3 May 2017 | By John Measey
The Cape platanna, Xenopus gilli, is not as well-known as its larger transcontinental invading sibling species, the African clawed frog (Xenopus laevis). In fact, it is restricted to a small area in the far southwest of the continent where it shares its remaining and highly disturbed habitat with its much larger sibling. The extent of the habitat disturbance is so large that the IUCN has considered this species to be threatened since the 1980s. The most recent assessment suggests that the Cape platanna is Endangered, but that instead the decline being fuelled by habitat loss, it is now the threat from hybridisation, competition and predation by the African clawed frog. Assessments of threats on the Red List most often result from discussions by teams of experts.
Two articles recently published in PeerJ and Scientific Reports by teams from the C·I·B have now clarified the nature of these threats.
It has been known since the 1970’s that the Cape platanna hybridises with the African clawed frog, and it has long been thought that back crossing of these hybrids represent a genetic threat to the Cape platanna, so called introgression.
In the first study, published in the journal Scientific Reports, C·I·B senior researcher, John Measey, and C·I·B visiting fellow Ben Evans and his students from McMaster University, compared samples of these two species from 1994 and 2014 to determine whether there have been any changes in the level of introgression over this 20 year period. In addition, they sampled in two areas, one where management removes the African clawed frog and another where they are left. Although, hybrids of these two species have previously been found in both areas, the team failed to find any evidence of introgression. This suggests that while hybridisation is a threat to the already limited numbers of individuals which are not mating with the correct species, the threat from genetic introgression is absent.
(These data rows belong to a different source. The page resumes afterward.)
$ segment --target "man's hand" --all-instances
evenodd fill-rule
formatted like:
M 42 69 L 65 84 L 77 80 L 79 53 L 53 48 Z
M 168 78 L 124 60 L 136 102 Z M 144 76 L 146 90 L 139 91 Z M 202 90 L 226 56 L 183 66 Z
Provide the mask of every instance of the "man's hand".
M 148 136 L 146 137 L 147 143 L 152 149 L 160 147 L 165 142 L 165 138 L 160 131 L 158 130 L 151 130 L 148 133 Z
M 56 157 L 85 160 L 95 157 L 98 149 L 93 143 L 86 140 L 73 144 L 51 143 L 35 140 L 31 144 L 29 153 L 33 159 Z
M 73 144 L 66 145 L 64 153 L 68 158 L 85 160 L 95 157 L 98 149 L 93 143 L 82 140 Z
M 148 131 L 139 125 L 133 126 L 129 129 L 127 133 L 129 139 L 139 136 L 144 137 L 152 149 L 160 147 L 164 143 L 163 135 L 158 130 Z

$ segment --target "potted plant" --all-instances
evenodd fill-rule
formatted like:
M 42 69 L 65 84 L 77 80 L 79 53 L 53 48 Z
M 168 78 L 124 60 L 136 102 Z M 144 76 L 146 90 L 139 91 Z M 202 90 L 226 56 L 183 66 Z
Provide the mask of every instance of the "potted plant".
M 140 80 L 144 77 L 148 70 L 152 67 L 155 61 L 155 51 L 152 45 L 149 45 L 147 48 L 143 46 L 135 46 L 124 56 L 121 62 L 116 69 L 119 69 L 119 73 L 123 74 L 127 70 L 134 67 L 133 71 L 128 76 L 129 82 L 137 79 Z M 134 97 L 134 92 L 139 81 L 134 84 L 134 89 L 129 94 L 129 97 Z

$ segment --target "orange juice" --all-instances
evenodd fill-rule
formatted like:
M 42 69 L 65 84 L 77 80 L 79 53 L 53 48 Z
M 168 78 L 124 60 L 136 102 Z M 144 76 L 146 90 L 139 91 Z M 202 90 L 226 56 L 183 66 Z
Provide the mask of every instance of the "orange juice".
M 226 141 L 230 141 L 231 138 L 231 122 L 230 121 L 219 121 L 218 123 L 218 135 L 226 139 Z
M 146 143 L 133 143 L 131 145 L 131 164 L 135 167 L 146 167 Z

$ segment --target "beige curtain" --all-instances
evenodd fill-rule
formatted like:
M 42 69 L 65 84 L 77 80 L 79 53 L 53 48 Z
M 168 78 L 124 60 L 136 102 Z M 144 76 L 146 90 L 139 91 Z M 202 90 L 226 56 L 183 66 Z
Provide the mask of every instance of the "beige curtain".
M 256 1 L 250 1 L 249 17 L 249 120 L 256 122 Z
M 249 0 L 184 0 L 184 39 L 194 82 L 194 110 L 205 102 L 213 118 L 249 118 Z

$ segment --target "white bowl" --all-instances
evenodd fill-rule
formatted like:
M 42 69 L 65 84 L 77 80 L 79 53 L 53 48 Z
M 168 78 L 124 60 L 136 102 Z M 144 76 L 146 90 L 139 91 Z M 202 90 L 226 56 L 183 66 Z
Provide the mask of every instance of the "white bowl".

These same two sites also formed the basis for a second study which aimed to determine the level of competition between these two species through their diet. In this study, published in the journal PeerJ, John Measey, his students and collaborators at the Zoologisches Forschungsmuseum Alexander Koenig (Germany) found that the diet from the two species almost entirely overlapped. Surprisingly, at one site the majority of the food of both these aquatic predators were the tadpoles of other amphibians. This sort of anurophagy is more common in these frogs than previously reported.
In a rather grizzly surprise, these researchers even found an example of the larger African clawed frog with a small Cape platanna in its stomach! The study clearly showed that both competition and predation are important ways in which the African clawed frog impacts on the Cape platanna.
“Finding the smoking gun in the form of an ingested Cape platanna was really impressive” said Measey, “we often speculate about these things, but it’s rare to find examples. Now that we know that the impact of predation and competition is large, we can take steps to extend the programme of removing the large African clawed frog, thereby helping to conserve the Endangered Cape platanna.”